Effective Learning of 3D Object Detection Models
ABSTRACT
This paper investigates the use of Convolutional Neural Networks (CNNs) for object detection and classification of 3D shapes from a dataset, with a focus on optimizing model performance through architectural and hyperparameter adjustments. Various modifications were applied to the CNN, including altering the number of layers, adjusting kernel sizes, modifying dropout rates, and removing Batch Normalization layers. Experimental results demonstrated that an optimal dropout rate of 0.1 maintained high accuracy, while kernel sizes of 5 were most effective for feature extraction. Removing Batch Normalization drastically reduced accuracy to 25 percent, revealing its critical role in stabilizing learning. The study highlights the importance of tuning CNN parameters for achieving robust and accurate classification in 3D shape recognition tasks. These insights provide a foundation for future work in optimizing deep learning models for complex 3D object classification challenges.
INTRODUCTION.
Convolutional Neural Networks (CNNs) have revolutionized computer vision, particularly in image classification and object detection. Inspired by the human visual system, CNNs have become essential for recognizing patterns and features in images, playing a pivotal role in applications such as autonomous vehicles, medical imaging, and augmented reality. Since the introduction of AlexNet in 2012, CNN architectures have rapidly evolved, achieving state-of-the-art performance in tasks that involve multi-category object detection and classification [10].

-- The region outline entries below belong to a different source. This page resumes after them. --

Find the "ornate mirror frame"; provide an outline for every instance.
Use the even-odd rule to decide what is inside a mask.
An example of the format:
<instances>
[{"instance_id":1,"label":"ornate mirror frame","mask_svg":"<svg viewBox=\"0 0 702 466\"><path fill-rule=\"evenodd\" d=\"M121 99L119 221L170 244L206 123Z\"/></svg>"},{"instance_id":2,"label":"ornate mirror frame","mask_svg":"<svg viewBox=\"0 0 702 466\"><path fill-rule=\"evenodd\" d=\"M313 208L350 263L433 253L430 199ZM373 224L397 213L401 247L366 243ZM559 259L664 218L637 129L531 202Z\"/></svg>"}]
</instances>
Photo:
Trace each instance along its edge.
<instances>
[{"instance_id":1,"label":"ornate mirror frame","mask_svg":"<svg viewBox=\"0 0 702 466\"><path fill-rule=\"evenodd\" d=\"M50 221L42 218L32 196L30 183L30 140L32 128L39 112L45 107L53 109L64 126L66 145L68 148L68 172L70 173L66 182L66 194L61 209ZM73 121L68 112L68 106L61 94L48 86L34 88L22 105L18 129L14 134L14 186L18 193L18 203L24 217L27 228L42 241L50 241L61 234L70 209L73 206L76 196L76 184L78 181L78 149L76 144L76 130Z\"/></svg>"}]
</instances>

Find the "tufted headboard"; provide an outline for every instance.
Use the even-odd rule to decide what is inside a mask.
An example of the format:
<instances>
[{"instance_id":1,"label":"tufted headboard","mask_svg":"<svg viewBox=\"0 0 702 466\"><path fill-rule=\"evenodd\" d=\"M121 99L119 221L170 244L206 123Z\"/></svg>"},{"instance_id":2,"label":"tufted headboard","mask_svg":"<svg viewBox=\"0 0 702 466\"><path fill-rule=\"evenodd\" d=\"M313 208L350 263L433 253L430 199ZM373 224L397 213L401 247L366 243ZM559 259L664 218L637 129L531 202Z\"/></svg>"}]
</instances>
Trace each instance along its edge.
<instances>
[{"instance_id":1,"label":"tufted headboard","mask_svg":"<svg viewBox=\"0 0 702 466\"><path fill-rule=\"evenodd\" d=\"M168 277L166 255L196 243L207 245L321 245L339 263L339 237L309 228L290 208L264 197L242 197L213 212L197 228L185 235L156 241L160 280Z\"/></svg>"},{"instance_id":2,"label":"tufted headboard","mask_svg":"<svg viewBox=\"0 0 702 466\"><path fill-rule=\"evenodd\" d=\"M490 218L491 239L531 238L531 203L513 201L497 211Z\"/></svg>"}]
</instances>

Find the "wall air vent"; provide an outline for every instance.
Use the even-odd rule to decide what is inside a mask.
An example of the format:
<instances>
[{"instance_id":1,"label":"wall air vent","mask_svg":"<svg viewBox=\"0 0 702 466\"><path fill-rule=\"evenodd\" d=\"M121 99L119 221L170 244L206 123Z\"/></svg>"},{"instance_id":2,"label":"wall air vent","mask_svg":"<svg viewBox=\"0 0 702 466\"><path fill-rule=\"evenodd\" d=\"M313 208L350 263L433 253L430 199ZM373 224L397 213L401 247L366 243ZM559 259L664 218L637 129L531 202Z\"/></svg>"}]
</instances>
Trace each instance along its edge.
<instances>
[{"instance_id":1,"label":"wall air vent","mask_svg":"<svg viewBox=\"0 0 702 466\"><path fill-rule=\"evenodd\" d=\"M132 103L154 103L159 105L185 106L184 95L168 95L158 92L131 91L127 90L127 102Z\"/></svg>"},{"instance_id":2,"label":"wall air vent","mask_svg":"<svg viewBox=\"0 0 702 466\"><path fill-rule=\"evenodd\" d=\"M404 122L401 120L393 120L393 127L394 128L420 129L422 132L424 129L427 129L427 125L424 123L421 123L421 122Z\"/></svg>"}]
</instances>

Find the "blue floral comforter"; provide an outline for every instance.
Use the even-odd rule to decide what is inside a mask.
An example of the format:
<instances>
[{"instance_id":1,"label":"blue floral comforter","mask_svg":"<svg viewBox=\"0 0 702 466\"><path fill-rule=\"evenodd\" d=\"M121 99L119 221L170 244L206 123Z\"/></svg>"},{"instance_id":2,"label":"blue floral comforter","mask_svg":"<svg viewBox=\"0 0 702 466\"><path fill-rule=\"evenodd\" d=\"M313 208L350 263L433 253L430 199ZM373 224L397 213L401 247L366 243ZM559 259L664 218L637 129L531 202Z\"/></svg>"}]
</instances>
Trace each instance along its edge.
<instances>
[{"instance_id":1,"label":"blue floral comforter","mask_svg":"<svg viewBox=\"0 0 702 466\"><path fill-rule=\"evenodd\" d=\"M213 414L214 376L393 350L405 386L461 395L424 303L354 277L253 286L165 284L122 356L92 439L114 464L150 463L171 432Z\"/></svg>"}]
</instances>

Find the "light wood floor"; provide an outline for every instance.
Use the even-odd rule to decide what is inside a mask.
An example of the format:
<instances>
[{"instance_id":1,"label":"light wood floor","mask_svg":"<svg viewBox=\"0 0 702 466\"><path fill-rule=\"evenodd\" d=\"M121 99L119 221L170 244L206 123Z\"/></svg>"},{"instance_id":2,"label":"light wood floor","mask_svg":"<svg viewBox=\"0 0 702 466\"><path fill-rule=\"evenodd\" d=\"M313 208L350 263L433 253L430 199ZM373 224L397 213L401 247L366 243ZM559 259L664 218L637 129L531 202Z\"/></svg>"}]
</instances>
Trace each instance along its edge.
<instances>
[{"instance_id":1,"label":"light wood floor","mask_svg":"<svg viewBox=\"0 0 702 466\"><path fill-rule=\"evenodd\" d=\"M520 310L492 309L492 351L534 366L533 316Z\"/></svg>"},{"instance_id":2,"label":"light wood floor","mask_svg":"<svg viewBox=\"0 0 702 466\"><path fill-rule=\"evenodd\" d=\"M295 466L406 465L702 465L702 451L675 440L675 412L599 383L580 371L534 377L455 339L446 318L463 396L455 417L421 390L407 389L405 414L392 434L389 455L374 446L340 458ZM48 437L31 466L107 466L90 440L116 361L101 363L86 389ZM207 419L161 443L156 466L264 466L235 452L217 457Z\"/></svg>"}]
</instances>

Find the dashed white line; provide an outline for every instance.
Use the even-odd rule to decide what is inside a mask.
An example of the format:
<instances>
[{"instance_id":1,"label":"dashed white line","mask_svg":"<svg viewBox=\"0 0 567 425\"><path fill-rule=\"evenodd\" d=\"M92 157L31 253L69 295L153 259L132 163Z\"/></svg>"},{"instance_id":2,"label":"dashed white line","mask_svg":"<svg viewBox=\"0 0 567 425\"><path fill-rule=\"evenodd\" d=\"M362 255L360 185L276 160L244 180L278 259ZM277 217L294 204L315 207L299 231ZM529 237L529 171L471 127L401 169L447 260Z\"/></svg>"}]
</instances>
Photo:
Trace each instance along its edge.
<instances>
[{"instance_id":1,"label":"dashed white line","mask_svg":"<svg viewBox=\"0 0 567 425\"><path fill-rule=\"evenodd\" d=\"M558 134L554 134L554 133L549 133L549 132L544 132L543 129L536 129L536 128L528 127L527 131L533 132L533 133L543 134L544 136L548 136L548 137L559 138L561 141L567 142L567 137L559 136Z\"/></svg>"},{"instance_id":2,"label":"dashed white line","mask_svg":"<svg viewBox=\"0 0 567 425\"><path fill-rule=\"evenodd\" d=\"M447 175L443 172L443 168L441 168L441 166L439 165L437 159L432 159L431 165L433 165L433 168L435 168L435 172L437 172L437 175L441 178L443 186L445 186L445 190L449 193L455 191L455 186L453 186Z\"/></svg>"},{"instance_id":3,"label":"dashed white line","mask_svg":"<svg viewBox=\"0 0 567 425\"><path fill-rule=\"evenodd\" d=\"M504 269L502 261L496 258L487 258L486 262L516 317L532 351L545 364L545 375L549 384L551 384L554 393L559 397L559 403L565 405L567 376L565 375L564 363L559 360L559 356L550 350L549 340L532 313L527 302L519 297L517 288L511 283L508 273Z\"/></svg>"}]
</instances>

While CNNs are powerful due to their hierarchical feature extraction capabilities, there remains a challenge in designing networks that are both efficient and effective for specific tasks. One prominent area of research focuses on recognizing and differentiating specific components within an image—such as objects, shapes, or colors—at various levels of detail [11, 12]. Architectures such as AlexNet [10] and ResNet [14] demonstrated the benefits of deep learning with ReLU activations, max pooling, and skip connections for extracting and processing fine-grained information. Other models like VGGNet [13] and YOLO [15] further improved precision and speed, particularly in tasks that require localization of multiple parts in a single pass.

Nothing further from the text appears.